Forecast bright for regional growth
According to a recent report by Robert Kavcic, a senior economist at BMO Capital Markets, Waterloo Region’s economy is excelling in comparison to other regions in southwestern Ontario.
“We’re seeing a relatively stable growth in that part of the province,” Kavcic shared.“It’s probably a little faster than the province, overall.”
Kavcic’s report, released two weeks ago, suggests that the Waterloo economy will likely generate 13,000 jobs by the end of 2016, due to Waterloo’s strong diversity, special attention to education and the wide range of services.
If this occurs for the future, this will bring the unemployment rate down by six per cent, a full percentage point below the Ontario average.
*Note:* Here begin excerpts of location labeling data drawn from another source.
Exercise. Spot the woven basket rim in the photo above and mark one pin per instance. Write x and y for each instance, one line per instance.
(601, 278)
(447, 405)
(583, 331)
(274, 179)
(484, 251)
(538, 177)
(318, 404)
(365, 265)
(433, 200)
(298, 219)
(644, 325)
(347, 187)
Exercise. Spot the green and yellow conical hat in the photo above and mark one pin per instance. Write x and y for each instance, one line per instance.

In addition, the account claims that Waterloo’s local housing department is currently very well-balanced. Kavcic explained that local housing is reasonably affordable, especially compared to other cities in Ontario.
At 3.9 times the median household income, Waterloo Region’s housing affordability index is third highest of major urban areas. Toronto comes in at 6.6 while Hamilton is 4.2.
However, despite the positive observations made in the report, Kavcic also took note of the declines and struggles that are apparent in the region. These noticeable patterns of struggles, Kavcic said, are ones that need to be resolved for the near future.
“Even though the city outperforms that growth, it is still pretty sluggish by normal standards,” Kavcic said. “Even things in the housing market and population growth are quite a bit softer than they were back in the late ’90s and early 2000s, which was a pretty strong period for the city.”
The promise of 13,000 jobs for the future may not be as glamorous as the numbers seem to suggest. Kavcic shared that this kind of data is based on an employment intensification of just more than one per cent per year, which is essentially just below the 1.5 to 1.6 percent average over the previous ten years.
The layoff of about 5,000 employees at Blackberry is one of the most relevant indicators that Waterloo Region still needs to improve economically for the future, according to the report.
Kavcic also shared that the region continues to see manufacturing exporters struggling, due to a slow-moving financial augmentation. He explained that this part of the financial system is still under immense pressure. However, based on a potential pattern he noticed from his report, there may be little to fear in Waterloo.
“We do see a much stronger US economic growth for the second half of the year,” Kavcic predicted. “So that part of the economy could potentially pick up a bit for the next year or two.”
Kavcic shared that there is a possibility that these reports will be done periodically, resulting in their appearances once a year and indicated that he plans on doing an update report in the next six months.